In the hours after Harris initially announced she wouldn't be present at the forum, talks began between her campaign, Mayor Benjamin and Benedict College to create an end result that didn't include the 20/20 Bipartisan Justice Center with a breakthrough happening overnight, a Harris campaign aide said.

"People were figuring out a solution where the group honoring President Trump wasn't involved and students had access to speeches and the ability to ask questions," the aide said.

Another aide said Harris, the only graduate of a historically black college in the 2020 field, wouldn't stand for the 20/20 Bipartisan Justice Center "disrespecting" the legacy of HBCUs and their history rooted in protest, justice and equality.

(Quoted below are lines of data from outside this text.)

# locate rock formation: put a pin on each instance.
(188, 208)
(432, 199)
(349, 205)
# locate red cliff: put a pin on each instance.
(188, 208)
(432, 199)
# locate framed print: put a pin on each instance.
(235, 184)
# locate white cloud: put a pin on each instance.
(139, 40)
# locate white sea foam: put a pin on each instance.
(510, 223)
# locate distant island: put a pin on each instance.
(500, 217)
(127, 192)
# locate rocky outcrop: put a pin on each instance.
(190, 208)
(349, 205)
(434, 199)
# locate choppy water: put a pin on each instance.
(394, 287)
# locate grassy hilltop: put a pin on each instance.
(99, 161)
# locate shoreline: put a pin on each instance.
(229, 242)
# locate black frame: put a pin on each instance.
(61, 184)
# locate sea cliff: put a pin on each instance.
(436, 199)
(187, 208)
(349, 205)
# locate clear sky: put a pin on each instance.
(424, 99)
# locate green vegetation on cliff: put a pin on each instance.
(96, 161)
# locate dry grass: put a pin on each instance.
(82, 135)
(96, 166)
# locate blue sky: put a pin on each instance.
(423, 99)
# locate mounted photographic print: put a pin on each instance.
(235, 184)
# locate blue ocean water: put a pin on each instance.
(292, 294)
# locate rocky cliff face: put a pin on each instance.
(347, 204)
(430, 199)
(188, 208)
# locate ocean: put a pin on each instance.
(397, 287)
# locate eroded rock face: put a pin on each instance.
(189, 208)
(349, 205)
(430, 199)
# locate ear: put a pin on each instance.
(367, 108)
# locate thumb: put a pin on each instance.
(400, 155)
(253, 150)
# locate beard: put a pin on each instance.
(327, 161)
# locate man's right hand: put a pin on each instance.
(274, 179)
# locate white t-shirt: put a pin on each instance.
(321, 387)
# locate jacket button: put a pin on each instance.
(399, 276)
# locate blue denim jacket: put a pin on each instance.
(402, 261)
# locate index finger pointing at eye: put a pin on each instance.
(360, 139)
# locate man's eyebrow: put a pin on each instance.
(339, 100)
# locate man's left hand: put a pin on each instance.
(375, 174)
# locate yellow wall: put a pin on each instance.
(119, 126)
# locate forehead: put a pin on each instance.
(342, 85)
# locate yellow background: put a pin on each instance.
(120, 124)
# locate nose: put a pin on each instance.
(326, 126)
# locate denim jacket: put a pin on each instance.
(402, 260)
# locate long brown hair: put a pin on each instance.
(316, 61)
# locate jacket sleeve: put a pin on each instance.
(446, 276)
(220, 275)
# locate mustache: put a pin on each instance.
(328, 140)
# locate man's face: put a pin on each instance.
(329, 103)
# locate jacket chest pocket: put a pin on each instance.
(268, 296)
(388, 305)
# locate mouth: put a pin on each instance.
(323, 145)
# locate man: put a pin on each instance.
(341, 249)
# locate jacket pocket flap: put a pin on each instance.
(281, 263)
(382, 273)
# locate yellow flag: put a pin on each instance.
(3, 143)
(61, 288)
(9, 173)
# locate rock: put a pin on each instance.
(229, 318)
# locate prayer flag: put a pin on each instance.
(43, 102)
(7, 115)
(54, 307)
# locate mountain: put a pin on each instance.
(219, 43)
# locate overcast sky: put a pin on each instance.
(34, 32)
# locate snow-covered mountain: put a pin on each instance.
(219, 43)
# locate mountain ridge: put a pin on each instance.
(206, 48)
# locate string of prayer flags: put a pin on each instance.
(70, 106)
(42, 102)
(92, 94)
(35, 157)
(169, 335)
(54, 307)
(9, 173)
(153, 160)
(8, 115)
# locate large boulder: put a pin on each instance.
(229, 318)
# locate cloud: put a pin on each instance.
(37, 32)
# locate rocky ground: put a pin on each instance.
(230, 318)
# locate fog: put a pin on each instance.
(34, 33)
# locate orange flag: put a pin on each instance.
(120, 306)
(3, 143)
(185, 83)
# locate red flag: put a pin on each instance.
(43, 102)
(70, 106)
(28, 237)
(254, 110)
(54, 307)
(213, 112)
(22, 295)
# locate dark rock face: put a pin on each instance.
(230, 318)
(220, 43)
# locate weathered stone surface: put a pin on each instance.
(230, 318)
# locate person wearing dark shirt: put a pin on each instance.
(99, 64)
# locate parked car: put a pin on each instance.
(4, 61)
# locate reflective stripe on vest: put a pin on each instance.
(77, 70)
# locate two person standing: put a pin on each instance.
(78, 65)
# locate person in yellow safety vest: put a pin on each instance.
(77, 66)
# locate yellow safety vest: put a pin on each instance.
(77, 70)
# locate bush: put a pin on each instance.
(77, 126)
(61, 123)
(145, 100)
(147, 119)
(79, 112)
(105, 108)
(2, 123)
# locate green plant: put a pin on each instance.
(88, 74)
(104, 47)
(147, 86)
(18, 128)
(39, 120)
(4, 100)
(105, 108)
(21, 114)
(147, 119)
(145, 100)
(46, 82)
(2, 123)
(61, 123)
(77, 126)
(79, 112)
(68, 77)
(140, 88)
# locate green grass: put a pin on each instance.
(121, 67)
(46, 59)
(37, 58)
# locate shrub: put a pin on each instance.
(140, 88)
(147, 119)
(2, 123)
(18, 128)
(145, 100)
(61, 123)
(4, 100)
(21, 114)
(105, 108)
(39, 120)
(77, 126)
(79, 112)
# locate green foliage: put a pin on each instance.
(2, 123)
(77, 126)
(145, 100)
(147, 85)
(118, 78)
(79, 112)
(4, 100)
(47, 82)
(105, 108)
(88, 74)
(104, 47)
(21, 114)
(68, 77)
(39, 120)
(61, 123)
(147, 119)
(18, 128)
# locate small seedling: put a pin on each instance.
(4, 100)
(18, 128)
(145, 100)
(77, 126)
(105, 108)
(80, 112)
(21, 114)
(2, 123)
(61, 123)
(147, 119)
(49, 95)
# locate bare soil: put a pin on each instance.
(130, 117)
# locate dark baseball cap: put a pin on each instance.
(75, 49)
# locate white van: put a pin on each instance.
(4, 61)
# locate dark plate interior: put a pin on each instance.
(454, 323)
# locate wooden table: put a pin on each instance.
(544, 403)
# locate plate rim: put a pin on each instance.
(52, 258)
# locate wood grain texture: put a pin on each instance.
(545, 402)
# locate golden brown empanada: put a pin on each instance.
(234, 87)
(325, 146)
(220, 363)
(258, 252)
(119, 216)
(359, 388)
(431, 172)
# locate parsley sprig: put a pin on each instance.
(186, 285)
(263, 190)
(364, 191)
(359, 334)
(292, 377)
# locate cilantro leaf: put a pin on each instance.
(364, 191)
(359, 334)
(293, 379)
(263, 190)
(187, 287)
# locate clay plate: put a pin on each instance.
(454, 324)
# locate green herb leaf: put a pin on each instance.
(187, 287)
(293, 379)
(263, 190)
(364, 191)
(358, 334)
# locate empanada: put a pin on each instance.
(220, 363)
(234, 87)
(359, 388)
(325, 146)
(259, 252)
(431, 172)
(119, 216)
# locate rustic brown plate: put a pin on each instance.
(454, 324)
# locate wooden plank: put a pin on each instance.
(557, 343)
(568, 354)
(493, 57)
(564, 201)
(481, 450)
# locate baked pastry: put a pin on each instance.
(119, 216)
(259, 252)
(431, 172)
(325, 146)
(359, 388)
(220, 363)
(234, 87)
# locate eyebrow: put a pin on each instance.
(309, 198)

"When it became clear Donald Trump would receive an award after decades of celebrating mass incarceration, pushing the death penalty for innocent Black Americans, rolling back police accountability measures and racist behavior that puts people's lives at risk, and then learned all but ten Benedict students are excluded from participating, I cannot in good faith be complicit in papering over his record," Harris said in a statement Friday.

In a Saturday morning tweet, Trump countered that his reforms will "greatly help the African American community" and touted unemployment numbers, saying that together they're "more than Kamala will EVER be able to do for African Americans!"

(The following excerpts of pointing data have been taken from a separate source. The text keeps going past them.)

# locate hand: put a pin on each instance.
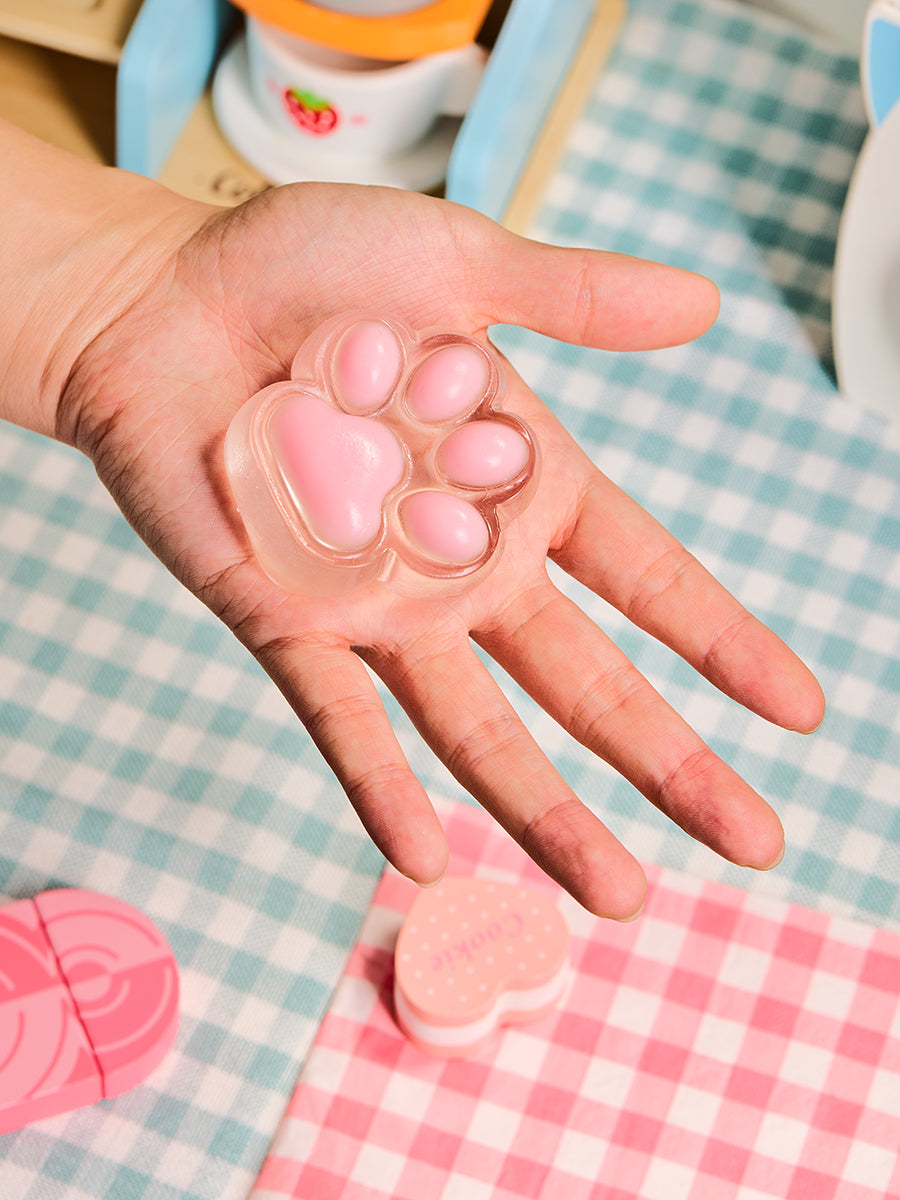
(222, 313)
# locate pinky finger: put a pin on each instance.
(333, 694)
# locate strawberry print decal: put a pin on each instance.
(309, 112)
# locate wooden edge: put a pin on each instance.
(568, 106)
(94, 30)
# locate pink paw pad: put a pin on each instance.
(88, 1002)
(472, 957)
(385, 456)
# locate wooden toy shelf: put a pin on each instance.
(59, 61)
(58, 66)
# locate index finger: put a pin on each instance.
(623, 555)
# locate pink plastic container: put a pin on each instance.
(385, 456)
(88, 1002)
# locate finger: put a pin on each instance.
(591, 297)
(334, 696)
(623, 555)
(587, 684)
(467, 720)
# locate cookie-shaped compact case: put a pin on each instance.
(388, 455)
(88, 1002)
(474, 955)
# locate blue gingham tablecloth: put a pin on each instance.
(142, 753)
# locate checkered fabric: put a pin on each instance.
(723, 1048)
(143, 754)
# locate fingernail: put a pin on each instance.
(432, 885)
(777, 862)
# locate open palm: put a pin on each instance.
(222, 315)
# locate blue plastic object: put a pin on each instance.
(165, 66)
(881, 60)
(533, 52)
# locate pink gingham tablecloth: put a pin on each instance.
(724, 1047)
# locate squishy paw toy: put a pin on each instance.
(385, 456)
(474, 955)
(88, 1002)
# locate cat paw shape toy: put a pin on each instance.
(385, 456)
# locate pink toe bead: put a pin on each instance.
(388, 457)
(449, 383)
(445, 527)
(366, 366)
(483, 454)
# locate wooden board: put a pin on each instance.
(66, 101)
(570, 102)
(93, 30)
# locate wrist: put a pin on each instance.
(79, 244)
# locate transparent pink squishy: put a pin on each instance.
(387, 456)
(88, 1002)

"Badly failing presidential candidate @KamalaHarris will not go to a very wonderful largely African American event today because yesterday I received a major award, at the same event, for being able to produce & sign into law major Criminal Justice Reform legislation, which will......greatly help the African American community (and all other communities), and which was unable to get done in past administrations despite a tremendous desire for it," Trump wrote in a pair of tweets. "This and best unemployment numbers EVER is more than Kamala will EVER be able to do for African Americans!"

Harris responded to the President's tweet Saturday, pointing to her own history of work on criminal justice reform and accusing him of falsely claiming to have done so.

"My whole life I've fought for justice and for the people — something you'd know nothing about," she retorted on Twitter. "The only part of criminal justice you can claim credit for is the 'criminal' part."

Fellow Democratic presidential candidate and New Jersey Sen. Cory Booker, a supporter of the First Step Act bill, said Saturday on the event stage that he tailored his speech to criticize the event's treatment of the President.

"I want to be clear I had some prepared remarks yesterday that have changed because Donald Trump stood on this very stage and I feel like I need to address it," he said.

"I feel like it was unacceptable to me that Donald Trump was given a venue which he filled principally with people he brought instead of students from this great university, members from the broader community, were not included," Booker said. "The Bipartisan Justice Center allowed him to create an illusion that he had support from HBCUs or this community when in fact, just as he's done to communities like this one throughout his entire professional career he does not have the support of communities like this that he actively demeans degrades and disempowers."

UPDATE: This story has been updated to reflect the differing numbers provided to CNN by both the mayor of Columbia, South Carolina, and Benedict College officials on Friday and Saturday.